Part of the fun of the Purge movies is how thoroughly DeMonaco constructed his Twilight Zone America, with a surplus of ideas as to how the country might be reshaped by its annual bloodletting. Because of its origin-story approach, The First Purge can’t indulge as heavily in such details, though, amusingly, the aesthetic of the Purge—call it The Warriors meets Slipknot—emerges almost fully formed within minutes of the commencement sirens. Of course, maybe going back in time to a less fantastic version of this premise is polemically crucial: Has the world of The Purge been adjusted to more closely assemble the real America or has the real America now inched closer to the world of The Purge? Even more so than in Election Year, which opened mere months before the nastiest of November surprises, DeMonaco echoes our terrible now: a massacre at a black church, an army of hooded Klansman joyriding across the island, a platoon of white cops leaving a trail of black bodies across an empty baseball field.
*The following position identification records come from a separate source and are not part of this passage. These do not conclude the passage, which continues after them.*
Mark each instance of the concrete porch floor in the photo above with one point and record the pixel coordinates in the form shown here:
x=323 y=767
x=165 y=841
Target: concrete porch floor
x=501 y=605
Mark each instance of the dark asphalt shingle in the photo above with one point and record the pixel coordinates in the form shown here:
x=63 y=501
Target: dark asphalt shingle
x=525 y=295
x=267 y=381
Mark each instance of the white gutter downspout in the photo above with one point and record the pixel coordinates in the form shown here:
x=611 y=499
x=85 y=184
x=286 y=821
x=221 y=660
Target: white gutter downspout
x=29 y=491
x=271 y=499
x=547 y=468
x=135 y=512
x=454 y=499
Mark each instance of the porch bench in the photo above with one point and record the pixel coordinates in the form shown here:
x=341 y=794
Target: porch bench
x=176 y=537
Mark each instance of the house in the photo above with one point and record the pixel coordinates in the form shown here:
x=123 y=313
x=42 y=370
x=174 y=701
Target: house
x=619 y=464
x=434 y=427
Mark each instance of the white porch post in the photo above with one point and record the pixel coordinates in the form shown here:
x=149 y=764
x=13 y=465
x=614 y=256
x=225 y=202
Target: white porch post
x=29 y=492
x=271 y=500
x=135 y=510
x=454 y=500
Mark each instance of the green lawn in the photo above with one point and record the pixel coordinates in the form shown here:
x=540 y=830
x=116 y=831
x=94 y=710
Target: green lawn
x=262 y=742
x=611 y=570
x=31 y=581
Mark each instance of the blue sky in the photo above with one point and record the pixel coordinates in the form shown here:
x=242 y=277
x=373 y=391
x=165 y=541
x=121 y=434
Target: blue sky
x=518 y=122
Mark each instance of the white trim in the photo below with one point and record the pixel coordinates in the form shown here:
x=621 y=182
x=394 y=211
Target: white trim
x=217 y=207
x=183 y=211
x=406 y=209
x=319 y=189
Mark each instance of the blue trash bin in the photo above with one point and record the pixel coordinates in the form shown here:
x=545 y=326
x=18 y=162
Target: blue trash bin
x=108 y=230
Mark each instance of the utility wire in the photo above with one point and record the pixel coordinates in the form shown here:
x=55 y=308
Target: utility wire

Wringing genre thrills from headline atrocities, The First Purge is at once crass and provocative in its timeliness—in Blumhouse’s toolshed, it’s the sledgehammer to Get Out’s scalpel.
Still, it’d be hard to deny the film’s political conscience. If the previous Purge movies sometimes flirted with suggesting that Americans of all walks might genuinely jump to unleash their murderous id, The First Purge goes out of its way to imply the opposite: When Staten Island opts to use its freedom to party instead of kill, the government sponsors step in to fabricate crime statistics in the most direct way imaginable. Even the one genuine neighborhood bogeyman, a ridiculous crackhead psychopath dubbed Skeletor (Rotimi Paul), is presented as a threat facilitated and even condoned by the New Founding Fathers (a political party revealed, pointedly, to have been endorsed by the NRA). Ultimately, the real villain of The First Purge is a government-hired (and explicitly Anglo) army of mercenaries, as faceless as the invading hive-mind forces of John Carpenter’s Assault On Precinct 13, shooting a bloody path across a predominately black community. And that lends a certain righteous charge to the film’s action-packed crescendo: a kind of Blaxploitation Die Hard riff, with Noel’s martial-arts crimelord going full John McClane, white tank-top and all, in the narrow hallways of a project building under siege. Most horror movies channel contemporary anxieties. For a good hour and a half, this one at least tries to cathartically purge them.